Выбрать главу

Одурачивали прежде всего… Так, иногда, в период своего религиозного «возмужания» (он был рожден католиком) просыпался он внезапно, столь же резко потрясенный какой-то мыслью, как если бы кто-то разбудил его, потормошив за плечо; один-единственный труп азиатского младенца (пли негритянского или неолитического) полностью уничтожал для него вероятность божественного сотворения мира, где человек занимал привилегированное место, где каждый волосок на его голове был учтен… Нет, вовсе не о волосах шла речь в мировой истории, но о миллиардах трупов промежуточных существ, которым ни случай, ни провидение не дозволили приобщиться к сознанию, которые не имели времени стать людьми и тем не менее были людьми… Есть тут от чего испытать возмущение чудовищностью обмана со стороны бога, который, если он существует, довольно скверный шутник; а творение его, по словам Ницше, не что иное, как «сонмище горестей и алогизмов, снижающее общую ценность существования».

Только случай может быть ответствен за малую ценность человеческого сознания и существования, которые и в глазах самих-то людей уже мало чего стоят…

Сегодня его всего больше потрясло ощущение ирреальности, которое он и сам не мог себе объяснить, как если бы прибыл с иной планеты, где все происходит по-иному, о чем у него сохранилось лишь смутное воспоминание.

— Меня потрясла естественность, с которой эти люди хоронят одного из себе подобных… Все было просто-таки непристойно: полное бесчувствие. И этот принаряженный дровосек… У меня было ощущение какого-то огромного недоразумения… Какой-то бессмысленный фарс: я заговорил, сам того не желая, о театральном действе. Если б один из них принялся… делать нечто совсем уж абсурдное — помочился бы в гроб, оторвал бы ухо соседу, чтобы съесть его, — вряд ли бы я был более поражен…

Он так и видел этого принаряженного лесоруба, который собирал в кучку кости своих предков на дне вырытой им могилы («в компании ему будет веселее»), гроб, безумно катящийся среди папоротников (самому Бюнюелю лучше бы не придумать), символические очки пастора, начищенного до кончиков ногтей (и звался-то он мосье Бартелеми), его отчужденный дрожащий голос, которому аккомпанировало стрекотание насекомых: «Смерть, где жало твое? Ад, где твоя победа?»— и слова эти, улетающие в раскаленное пространство, наполненное торжественными запахами; но вот могила засыпана, и Абель Рейлан отрывает от крыши старой пристройки плиту шифера, отверткой выцарапывает на ней инициалы усопшего, даты его рождения и смерти и вколачивает ее ударом каблука в изголовье могилы — мистическое удостоверение личности, предоставленное равнодушию крапивы, солнца, дождя…

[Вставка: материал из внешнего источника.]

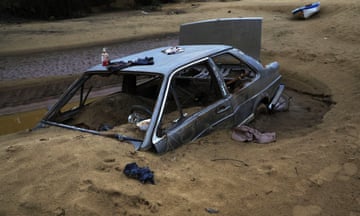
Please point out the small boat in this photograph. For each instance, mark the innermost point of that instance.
(307, 10)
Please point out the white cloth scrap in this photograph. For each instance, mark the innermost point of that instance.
(247, 134)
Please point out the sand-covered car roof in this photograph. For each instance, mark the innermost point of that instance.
(165, 60)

— Я задал себе вопрос, каково наше место во всем этом: смерть, жизнь, — я упал с луны; за несколько часов я, должно быть, все позабыл; словно видел вещи впервые: ни трагические, ни комические — непостижимые.

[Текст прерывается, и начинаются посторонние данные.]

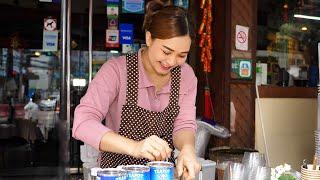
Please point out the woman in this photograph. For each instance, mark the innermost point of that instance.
(148, 99)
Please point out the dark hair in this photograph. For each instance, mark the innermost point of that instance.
(164, 20)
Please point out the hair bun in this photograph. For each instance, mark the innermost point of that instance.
(152, 8)
(155, 5)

Не впервые с ним такое случалось, иногда он произвольно вызывал у себя подобное ощущение, пробуя, например, отыскать за пределами памяти и благоприобретенных привычек нечто простое, но неразличимое (как все великие изгнанники, одержимые поисками утерянных ощущений). Но в данном случае все произошло помимо него, и с неистовством откровения.

— Там, в комнате покойного, я испытал словно бы головокружение, несколько рассеявшееся, когда я высунулся из окна и машинально взглянул на крыши, которые под солнцем выглядели свинцовыми… а до этого произошла история с простыней… Потом нечто вроде провала в моем сознании, знаешь, как бывает от перенапряжения, бессонницы или еще там чего-нибудь…

Теперь его больше всего смущало, что это ощущение ирреальности, это головокружение относилось, по существу, не меньше к ему подобным, чем к трупу, изуродованному воронами, и что не столько к смерти почувствовал он себя непричастным, сколько к жизни, земной жизни, являющей собою сцепление случайных обстоятельств, то и дело возникающих из-за ее непостижимой необъятности: осознание собственного существования, подавляющие и неопровержимые доказательства, которые оно ему предъявляло, которые он сам себе предъявлял, которых могло бы и не возникнуть, но которые возникали, и бесповоротно.

— Почему ты так глядишь на меня?

Расставив локти, зажав над тарелкой двумя вилками листья салата, жена смотрела на него насмешливо и обеспокоенно, как смотрит опытная сорокапятилетняя женщина, для которой лицо собеседника является, как и ее для него, неким неумолимым зеркалом: но на этот раз не слишком ли пристально он в нее всматривается — тем пугающим взглядом, который словно бы проникает за вашим лицом во что-то другое, — как если бы он прозревал, что она больна раком.